Pockmarked by potholes and and vacant storefronts, South Broadway had seen better days when I bought my old house in south Denver in 2003. Beyond Antique Row, the urban fabric was fraying. There were plenty of used car lots, check-cashing places, and liquor stores, but little else.
But then medical marijuana shops started opening in 2009, followed by recreational marijuana in 2013. Once-empty storefronts, car lots, and duplexes along the two-mile stretch of Broadway south of I-25 were repurposed as dispensaries. Warehouses and industrial facilities on the side streets became grow houses.
It soon was known as the Green Mile. As of 2018, there are about 20 dispensaries within a mile of my house.
It's not just pot shops. The local economy has boomed. In 2013, there were no craft breweries on the Green Mile. Now there are four, plus Declaration Brewing just three blocks west on Cherokee Street. Add a pair of distilleries, new residential on formerly substandard sites, restaurants, bakeries, shops, galleries and art spaces, new offices, and improved infrastructure -- the neighborhood is almost unrecognizable to someone who last saw it a decade ago.
With suburbs to the south and the hip neighborhoods to the north, perhaps it was inevitable, but the passage of Amendments 20 and 64 definitely sped things up. It's urban revitalization and economic development of a different kind, primed by the confluence of legal marijuana and a surplus of cheap retail space with easy access to a light industrial area.

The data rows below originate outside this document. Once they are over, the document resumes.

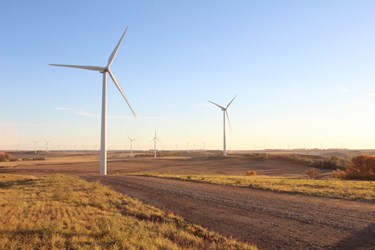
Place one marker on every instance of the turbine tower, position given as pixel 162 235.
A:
pixel 46 145
pixel 131 146
pixel 225 114
pixel 155 139
pixel 35 142
pixel 104 71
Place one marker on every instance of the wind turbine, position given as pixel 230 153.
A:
pixel 225 114
pixel 35 142
pixel 131 146
pixel 46 145
pixel 155 139
pixel 104 71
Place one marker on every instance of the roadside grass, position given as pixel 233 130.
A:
pixel 65 212
pixel 331 188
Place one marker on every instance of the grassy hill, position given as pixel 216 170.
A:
pixel 55 212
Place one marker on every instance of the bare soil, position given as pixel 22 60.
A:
pixel 269 220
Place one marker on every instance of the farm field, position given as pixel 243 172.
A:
pixel 266 219
pixel 64 212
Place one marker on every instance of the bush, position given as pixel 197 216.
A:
pixel 361 168
pixel 251 173
pixel 333 163
pixel 338 174
pixel 312 173
pixel 5 157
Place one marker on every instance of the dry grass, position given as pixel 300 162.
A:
pixel 312 173
pixel 251 173
pixel 63 212
pixel 332 188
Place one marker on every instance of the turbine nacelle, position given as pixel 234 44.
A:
pixel 225 115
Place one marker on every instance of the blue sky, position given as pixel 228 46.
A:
pixel 303 73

And it's spreading, with or without the help of traditional banking.
About 900 miles southwest of South Broadway, Pat Haight, an old friend of mine and a sound engineer, has lived in Desert Hot Springs, California, since 2013. In the last year, he has seen more than a dozen marijuana grow and manufacturing facilities break ground south of his house, with more on the way.
It's a familiar story. There were numerous vacant parcels and underutilized structures in an area zoned for light industrial uses, along with local leaders welcoming cannabis with open arms. The combination has fostered an economic boom. Land prices have skyrocketed, new businesses have opened, and jobs have been created. "Almost every week, they're starting development on another project," says Haight. "Hundreds of guys are out there working every day."

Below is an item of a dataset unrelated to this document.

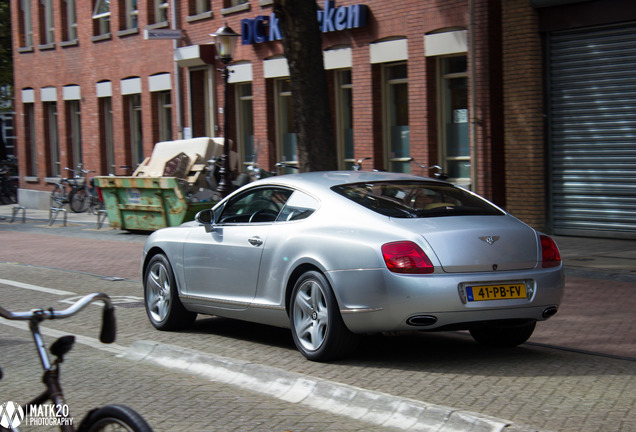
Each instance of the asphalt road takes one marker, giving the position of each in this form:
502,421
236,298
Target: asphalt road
570,377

He says legal marijuana has accomplished what previous economic development initiatives have not. "I've seen improvement in Desert Hot Springs since I've lived here, but I've seen the most improvement in the past year."

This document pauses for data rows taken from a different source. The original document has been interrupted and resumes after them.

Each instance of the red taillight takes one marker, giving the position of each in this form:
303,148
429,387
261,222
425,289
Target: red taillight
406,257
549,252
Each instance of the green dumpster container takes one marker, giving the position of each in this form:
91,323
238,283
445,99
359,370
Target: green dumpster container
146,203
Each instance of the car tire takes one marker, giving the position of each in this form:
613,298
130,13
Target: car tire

Haight says the city has something of a reputation for high crime and a stagnant economy, but that's not necessarily the reality, at least not anymore. "All the activity coming into the town has been good for it," he says. "They're starting to work out the kinks [in the legal cannabis supply chain]. Once they get those worked out, Desert Hot Springs could be one of the pot meccas of California, out here in the desert. It could be what turns its fortunes around."